What does this mean? It means that history is looking at human society at an advanced stage of Western humanism as far as its historical, civil, political, municipal, and procedural materials are concerned. In the meantime, they are of no use as far as the transcendent demands of human spiritualistic anthropology and the resulting constitutional guarantees of human beings are concerned. In other words, the civil and political liberties and rights, the human rights, constitutive of and inherent in the human person represent an irreducible residual, impossible to absorb in, or derive from, other layers of constitutional subjective law, superior though to man's individual and collective actions and, in a number of particularly significant cases, to man's overall and committed nature. The public and consubstantial value of the human being is still expressed in modern authoritative, today secularized, humanistic constitutional legal systems. But there can be no shadow of a doubt on the fact that, biologically, the notion of person is not coterminous with that of human being: if historically it is understood as maintaining its valid faith essential nucleus, the idea of person is a genuine derivative of the transcendent, religiously holy foundation of the material foundation of man's value and irreproducibility; however, as a civilly asserting individual, the fact is that the human ego autonomy is an anthropologically purely natural nucleus, which contains what it figuratively takes on: Person is man's fundamental way of being, valuing politically correctly to and under every fewer title of the good. The person is, for man, the being who has discovered lacrimas.

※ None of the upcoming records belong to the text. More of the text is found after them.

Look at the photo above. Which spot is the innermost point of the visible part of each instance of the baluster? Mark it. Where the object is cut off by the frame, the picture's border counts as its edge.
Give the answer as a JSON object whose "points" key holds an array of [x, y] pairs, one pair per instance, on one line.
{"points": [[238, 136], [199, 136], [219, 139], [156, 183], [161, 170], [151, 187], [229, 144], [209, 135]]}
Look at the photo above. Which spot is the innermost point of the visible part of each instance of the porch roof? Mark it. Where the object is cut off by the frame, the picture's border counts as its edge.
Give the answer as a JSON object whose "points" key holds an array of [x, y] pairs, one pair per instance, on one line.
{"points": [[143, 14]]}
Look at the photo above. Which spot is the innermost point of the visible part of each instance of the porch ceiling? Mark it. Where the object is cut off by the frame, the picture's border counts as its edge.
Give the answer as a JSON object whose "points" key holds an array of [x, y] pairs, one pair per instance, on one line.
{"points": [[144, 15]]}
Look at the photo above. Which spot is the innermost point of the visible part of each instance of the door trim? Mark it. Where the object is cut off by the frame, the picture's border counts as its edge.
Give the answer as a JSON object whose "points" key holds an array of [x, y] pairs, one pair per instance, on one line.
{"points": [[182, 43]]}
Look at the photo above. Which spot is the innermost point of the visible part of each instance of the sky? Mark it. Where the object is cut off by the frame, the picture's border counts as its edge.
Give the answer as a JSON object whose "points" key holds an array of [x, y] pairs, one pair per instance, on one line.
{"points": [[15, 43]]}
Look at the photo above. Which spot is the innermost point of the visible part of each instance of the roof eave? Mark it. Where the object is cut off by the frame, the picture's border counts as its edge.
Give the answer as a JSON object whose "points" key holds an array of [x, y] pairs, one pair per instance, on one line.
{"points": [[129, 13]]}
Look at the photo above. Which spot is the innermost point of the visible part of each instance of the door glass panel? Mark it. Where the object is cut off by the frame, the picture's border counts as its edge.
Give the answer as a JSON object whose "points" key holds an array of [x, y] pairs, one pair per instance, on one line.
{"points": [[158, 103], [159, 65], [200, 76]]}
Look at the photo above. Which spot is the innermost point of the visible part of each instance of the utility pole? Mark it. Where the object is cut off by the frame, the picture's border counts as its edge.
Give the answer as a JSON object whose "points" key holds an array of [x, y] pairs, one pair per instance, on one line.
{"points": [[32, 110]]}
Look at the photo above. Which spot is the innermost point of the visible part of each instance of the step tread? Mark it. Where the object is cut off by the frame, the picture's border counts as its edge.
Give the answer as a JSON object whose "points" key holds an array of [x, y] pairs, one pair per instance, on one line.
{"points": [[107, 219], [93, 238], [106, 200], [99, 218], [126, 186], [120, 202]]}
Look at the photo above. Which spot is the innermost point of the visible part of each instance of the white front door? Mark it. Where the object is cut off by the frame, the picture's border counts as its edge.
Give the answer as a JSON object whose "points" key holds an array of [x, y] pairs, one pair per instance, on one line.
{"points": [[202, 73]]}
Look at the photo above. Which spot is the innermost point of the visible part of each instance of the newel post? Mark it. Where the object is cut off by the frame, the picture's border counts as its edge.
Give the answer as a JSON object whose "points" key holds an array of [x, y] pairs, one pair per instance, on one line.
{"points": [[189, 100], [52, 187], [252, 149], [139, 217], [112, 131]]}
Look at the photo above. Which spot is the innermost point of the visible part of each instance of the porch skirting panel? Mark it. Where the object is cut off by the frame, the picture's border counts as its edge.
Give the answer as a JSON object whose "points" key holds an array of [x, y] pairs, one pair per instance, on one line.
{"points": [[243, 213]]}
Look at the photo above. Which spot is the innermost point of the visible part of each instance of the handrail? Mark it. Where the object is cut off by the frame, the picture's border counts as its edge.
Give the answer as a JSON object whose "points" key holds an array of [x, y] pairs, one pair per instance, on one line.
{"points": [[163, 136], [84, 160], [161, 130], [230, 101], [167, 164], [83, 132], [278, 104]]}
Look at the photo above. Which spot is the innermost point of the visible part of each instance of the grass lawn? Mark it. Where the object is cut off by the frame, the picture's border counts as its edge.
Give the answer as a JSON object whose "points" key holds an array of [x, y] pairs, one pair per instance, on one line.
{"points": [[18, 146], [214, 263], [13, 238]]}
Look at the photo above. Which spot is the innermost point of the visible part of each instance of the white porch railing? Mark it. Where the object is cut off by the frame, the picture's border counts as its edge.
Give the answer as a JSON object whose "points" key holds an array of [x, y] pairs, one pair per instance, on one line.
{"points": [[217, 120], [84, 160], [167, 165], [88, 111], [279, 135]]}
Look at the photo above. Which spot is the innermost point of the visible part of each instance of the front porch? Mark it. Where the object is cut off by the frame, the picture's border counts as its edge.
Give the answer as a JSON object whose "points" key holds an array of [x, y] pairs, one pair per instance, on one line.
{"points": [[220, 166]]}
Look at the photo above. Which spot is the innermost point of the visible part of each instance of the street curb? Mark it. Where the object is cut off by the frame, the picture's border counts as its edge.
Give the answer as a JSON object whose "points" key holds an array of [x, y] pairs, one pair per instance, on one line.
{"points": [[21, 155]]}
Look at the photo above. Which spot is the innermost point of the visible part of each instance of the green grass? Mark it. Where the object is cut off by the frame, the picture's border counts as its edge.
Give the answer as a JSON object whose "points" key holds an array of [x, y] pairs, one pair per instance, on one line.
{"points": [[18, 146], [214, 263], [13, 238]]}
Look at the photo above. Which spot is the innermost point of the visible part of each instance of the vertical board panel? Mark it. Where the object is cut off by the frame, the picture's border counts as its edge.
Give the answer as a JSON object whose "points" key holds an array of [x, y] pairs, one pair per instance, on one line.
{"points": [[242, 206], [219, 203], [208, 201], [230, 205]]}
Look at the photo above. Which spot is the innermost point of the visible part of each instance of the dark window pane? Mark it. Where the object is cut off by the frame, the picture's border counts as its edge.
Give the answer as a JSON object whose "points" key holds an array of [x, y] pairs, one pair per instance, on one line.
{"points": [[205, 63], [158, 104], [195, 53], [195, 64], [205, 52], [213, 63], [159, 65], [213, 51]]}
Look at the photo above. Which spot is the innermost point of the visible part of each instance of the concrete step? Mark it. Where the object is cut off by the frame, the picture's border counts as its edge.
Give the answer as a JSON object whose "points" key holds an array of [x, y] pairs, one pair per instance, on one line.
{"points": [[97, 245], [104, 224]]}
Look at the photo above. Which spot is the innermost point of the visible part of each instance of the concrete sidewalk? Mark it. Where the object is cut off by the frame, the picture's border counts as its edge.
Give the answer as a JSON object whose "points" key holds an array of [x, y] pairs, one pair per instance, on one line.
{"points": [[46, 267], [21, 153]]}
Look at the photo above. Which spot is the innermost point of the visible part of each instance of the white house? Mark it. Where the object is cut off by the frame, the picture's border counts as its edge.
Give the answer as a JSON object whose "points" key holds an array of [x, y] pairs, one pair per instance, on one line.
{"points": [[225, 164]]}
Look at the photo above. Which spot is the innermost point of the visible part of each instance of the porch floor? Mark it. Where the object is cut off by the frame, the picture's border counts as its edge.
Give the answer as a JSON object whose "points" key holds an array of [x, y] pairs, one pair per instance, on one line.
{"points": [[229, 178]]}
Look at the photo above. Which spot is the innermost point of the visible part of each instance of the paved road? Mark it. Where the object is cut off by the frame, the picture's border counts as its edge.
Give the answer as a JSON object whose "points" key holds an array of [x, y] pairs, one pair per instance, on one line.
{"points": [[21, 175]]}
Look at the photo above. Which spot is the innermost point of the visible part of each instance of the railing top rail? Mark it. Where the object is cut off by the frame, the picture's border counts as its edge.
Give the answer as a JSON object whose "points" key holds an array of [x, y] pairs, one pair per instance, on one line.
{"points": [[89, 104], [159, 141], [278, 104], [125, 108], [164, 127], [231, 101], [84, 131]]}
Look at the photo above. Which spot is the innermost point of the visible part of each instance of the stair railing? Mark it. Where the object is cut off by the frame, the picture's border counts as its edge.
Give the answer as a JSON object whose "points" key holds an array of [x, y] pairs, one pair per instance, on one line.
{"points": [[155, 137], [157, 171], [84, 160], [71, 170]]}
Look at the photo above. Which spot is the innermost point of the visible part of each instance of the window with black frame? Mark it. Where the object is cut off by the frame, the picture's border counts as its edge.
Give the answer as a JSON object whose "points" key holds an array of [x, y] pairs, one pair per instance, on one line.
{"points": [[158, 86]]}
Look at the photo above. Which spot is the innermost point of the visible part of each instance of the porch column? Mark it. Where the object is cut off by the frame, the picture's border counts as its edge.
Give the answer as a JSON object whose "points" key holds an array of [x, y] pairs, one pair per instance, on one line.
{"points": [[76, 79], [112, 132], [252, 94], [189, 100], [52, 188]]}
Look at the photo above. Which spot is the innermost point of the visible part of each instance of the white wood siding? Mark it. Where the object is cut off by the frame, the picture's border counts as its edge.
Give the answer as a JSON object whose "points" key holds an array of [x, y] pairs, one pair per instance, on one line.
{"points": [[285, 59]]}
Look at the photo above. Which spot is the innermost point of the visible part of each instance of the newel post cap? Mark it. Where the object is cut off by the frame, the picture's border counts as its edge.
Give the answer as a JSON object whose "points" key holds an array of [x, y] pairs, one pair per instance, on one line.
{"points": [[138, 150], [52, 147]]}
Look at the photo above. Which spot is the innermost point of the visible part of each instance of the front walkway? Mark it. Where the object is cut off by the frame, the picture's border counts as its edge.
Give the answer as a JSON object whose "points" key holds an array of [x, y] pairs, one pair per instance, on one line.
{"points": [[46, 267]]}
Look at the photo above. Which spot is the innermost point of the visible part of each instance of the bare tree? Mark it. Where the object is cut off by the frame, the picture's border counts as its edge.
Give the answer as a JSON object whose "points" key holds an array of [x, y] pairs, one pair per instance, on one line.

By way of summary, can we state that as a matter of empirical reality, we are today engaged in the formation of a universal human community which only partially, and to a decreasing degree, is expressed in the classical types of international organization - nations, limited multicentric empires, civilization spheres, movements, religions, etc. On the other hand, we see that the creation and legitimate assertion of liberty and justice as fundamental rights of the same human beings, taken in their singleness, are met, as it were, by discrepant reactions, which were analyzed with a view to showing that the discrepancy does not basically concern the rights themselves - universally and solemnly recognized by the international community as the normative foundation of the reinstated sense of an individual person, our precise subject matter. The discrepancy regards rather the human society within which an individual person demands its own constitutional reinstatement as an expression of his or her substantial and not spurious value, regardless of other people's perceptions, feelings, opinions.